As the accompanying article spells out, the Value Line Manager’s Appreciation Potential statistic is now 20%. This suggests that the stock market is more overvalued than it has been since 1969.

Read the article here.

The Value Line Appreciation Statistic has been giving off overvaluation signals since 2013. It’s been screaming of imminent disaster since 2015. THIS IS WHY we have been so conservatively allocated. Yet, in hindsight, our allocations have been too conservative because not even the VLMAP can beat central bank stimulus.

As the article indicates, the VLMAP statistic has also been accurate in the long term.

In my 2012 book, “Dollars and Common Sense: Taking Charge of Your Investments in the Tumultuous 21st Century”, I wrote on page 166:


  1. The Value Line Estimated Median Appreciation Potential statistic is BELOW 50%.
  2. The Price/Earnings ratio for the S&P 500 or its proxy index mutual funds is OVER 20.


Move back to the next-lowest risk level in your portfolio allocation, and adjust your portfolio accordingly.”

The Price/Earnings ratio for the S&P 500 is now 22.85.

Classically, this suggests a rather large downturn is ahead.

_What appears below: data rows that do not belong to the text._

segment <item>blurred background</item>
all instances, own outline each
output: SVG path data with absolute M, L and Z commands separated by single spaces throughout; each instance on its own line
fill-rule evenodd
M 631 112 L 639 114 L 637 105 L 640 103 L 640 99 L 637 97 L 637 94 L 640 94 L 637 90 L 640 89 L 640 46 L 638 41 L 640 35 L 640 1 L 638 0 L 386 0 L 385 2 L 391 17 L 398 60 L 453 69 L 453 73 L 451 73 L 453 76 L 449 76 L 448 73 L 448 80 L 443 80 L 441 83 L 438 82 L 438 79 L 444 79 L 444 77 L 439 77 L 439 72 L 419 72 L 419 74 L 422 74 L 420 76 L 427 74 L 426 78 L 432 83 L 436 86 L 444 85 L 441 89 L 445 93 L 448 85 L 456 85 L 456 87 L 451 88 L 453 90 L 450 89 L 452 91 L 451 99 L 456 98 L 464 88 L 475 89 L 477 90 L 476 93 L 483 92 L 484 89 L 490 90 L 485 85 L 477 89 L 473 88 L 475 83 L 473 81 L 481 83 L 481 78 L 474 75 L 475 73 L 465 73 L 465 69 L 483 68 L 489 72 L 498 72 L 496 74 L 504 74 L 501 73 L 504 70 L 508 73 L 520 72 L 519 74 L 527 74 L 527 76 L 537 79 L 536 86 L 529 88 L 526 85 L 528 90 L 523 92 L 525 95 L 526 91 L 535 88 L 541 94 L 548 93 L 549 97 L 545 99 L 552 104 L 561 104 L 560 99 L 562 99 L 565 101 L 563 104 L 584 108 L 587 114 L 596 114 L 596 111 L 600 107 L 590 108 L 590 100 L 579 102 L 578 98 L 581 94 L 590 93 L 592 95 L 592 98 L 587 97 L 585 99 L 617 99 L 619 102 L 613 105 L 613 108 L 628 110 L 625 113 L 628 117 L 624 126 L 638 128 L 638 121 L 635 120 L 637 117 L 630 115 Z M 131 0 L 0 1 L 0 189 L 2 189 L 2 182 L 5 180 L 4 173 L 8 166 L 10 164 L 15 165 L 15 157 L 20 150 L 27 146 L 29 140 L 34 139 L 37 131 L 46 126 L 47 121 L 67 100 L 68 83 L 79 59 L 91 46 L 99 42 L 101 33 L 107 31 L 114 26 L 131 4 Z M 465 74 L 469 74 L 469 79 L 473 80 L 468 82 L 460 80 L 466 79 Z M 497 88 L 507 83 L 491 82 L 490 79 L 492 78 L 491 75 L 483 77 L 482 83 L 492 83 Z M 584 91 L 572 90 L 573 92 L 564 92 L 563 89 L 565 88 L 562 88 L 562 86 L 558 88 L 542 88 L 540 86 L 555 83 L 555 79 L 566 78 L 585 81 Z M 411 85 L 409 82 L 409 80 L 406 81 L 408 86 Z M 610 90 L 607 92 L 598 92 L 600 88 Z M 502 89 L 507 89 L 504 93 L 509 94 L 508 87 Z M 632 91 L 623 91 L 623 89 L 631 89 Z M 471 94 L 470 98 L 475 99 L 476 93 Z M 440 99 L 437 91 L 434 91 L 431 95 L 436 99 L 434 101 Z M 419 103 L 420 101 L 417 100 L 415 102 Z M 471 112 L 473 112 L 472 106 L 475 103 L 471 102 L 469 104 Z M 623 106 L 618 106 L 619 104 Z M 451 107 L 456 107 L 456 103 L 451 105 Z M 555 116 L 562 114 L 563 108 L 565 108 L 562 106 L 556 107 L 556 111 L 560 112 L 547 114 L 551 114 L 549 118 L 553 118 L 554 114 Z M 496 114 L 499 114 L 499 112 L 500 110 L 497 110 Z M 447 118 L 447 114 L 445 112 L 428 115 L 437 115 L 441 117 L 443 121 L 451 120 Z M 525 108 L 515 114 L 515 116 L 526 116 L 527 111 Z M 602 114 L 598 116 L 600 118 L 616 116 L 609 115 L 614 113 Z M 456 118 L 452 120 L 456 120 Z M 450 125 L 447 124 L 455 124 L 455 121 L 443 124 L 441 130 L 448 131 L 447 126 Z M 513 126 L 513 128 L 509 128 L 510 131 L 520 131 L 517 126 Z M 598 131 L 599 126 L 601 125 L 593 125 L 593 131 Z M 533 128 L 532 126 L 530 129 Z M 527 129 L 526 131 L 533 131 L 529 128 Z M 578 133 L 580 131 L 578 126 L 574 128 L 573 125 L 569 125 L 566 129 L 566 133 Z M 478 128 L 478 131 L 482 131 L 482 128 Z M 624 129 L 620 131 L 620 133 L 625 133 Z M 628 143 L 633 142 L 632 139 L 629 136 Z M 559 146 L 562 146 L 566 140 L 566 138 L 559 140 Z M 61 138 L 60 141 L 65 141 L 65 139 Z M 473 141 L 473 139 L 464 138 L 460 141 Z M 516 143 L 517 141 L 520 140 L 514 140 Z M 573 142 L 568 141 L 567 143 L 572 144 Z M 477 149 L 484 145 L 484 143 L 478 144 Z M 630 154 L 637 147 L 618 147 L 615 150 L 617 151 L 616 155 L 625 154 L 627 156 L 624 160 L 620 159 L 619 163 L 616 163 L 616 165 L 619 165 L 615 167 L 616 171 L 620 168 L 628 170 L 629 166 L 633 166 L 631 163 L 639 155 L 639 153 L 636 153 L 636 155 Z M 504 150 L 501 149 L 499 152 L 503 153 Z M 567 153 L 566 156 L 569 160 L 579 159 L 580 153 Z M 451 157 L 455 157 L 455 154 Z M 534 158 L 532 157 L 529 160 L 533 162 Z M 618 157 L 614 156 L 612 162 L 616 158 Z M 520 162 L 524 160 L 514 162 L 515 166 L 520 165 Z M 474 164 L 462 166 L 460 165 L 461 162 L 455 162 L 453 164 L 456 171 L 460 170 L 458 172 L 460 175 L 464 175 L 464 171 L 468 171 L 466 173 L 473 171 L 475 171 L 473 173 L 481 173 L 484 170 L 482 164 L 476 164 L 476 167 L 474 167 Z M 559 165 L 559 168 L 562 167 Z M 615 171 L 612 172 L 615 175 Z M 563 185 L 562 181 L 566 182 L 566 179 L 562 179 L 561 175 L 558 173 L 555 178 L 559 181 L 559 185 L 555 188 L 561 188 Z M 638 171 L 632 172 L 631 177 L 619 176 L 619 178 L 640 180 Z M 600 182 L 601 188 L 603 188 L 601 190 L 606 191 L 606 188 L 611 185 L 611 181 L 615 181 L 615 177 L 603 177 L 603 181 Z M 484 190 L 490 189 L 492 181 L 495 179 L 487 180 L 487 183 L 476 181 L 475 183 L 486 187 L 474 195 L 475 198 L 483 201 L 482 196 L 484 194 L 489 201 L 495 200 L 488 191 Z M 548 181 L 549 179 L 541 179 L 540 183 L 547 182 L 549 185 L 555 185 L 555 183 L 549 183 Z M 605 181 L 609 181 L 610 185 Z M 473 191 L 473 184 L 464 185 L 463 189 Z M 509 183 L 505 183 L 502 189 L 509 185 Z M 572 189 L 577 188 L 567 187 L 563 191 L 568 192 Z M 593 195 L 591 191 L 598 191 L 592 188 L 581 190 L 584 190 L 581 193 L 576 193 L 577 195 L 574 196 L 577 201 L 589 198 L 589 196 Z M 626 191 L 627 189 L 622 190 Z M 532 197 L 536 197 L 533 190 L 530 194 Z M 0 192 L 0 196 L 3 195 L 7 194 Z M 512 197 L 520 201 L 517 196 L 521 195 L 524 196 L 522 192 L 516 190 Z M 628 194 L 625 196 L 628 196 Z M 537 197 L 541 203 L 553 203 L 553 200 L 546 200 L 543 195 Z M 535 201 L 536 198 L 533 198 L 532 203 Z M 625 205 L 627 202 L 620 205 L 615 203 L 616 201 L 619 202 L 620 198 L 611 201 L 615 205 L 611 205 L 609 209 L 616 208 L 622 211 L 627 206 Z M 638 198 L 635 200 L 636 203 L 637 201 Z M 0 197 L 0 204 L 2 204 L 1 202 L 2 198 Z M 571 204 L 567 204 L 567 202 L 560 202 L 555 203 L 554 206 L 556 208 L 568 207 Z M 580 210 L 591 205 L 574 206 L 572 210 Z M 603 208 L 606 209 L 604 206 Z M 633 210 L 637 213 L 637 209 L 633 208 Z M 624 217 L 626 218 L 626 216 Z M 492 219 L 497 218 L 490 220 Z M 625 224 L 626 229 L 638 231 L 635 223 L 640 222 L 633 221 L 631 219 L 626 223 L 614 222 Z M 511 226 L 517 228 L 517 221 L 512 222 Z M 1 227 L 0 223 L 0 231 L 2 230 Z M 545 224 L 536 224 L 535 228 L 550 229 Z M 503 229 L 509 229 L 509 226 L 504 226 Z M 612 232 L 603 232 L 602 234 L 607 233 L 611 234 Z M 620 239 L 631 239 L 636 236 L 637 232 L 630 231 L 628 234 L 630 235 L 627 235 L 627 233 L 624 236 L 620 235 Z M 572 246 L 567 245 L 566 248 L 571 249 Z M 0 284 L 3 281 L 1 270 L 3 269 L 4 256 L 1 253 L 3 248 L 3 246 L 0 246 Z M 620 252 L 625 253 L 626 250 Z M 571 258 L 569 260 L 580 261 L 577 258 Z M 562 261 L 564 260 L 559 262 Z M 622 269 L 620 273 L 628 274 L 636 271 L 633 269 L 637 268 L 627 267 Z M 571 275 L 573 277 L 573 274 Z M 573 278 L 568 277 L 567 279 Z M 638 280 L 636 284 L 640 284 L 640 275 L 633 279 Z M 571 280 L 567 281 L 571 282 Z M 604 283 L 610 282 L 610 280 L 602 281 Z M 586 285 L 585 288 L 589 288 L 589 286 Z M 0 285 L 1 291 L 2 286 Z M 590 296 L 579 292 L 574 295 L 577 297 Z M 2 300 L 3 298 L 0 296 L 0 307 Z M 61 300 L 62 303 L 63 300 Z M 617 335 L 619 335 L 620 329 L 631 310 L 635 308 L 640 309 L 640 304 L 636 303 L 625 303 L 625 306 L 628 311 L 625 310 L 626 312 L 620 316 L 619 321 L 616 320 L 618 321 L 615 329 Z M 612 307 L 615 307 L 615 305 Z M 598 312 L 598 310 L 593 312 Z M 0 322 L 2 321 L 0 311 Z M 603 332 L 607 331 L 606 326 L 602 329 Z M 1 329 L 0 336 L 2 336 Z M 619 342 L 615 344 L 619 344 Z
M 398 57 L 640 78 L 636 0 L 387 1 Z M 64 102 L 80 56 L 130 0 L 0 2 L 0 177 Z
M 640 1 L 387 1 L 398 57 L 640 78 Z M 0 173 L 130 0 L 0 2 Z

But the VLMAP and the P/E statistics also hinted at downturns in 2013, 2014, 2015, 2016, and 2017, albeit not as extremely as they are now. Central banks won the day, and now investors are convinced that they will always save us. Always. But what if investors’ expectations are wrong?

If, like the proverbial broken clock which is right twice a day, we DO experience a substantial correction in the financial markets, then we are poised to take advantage. If stocks are worth owning for their wealth-creating power now, then the same will be true when they are cheaper. Patience. Our portfolios are already relatively safely allocated.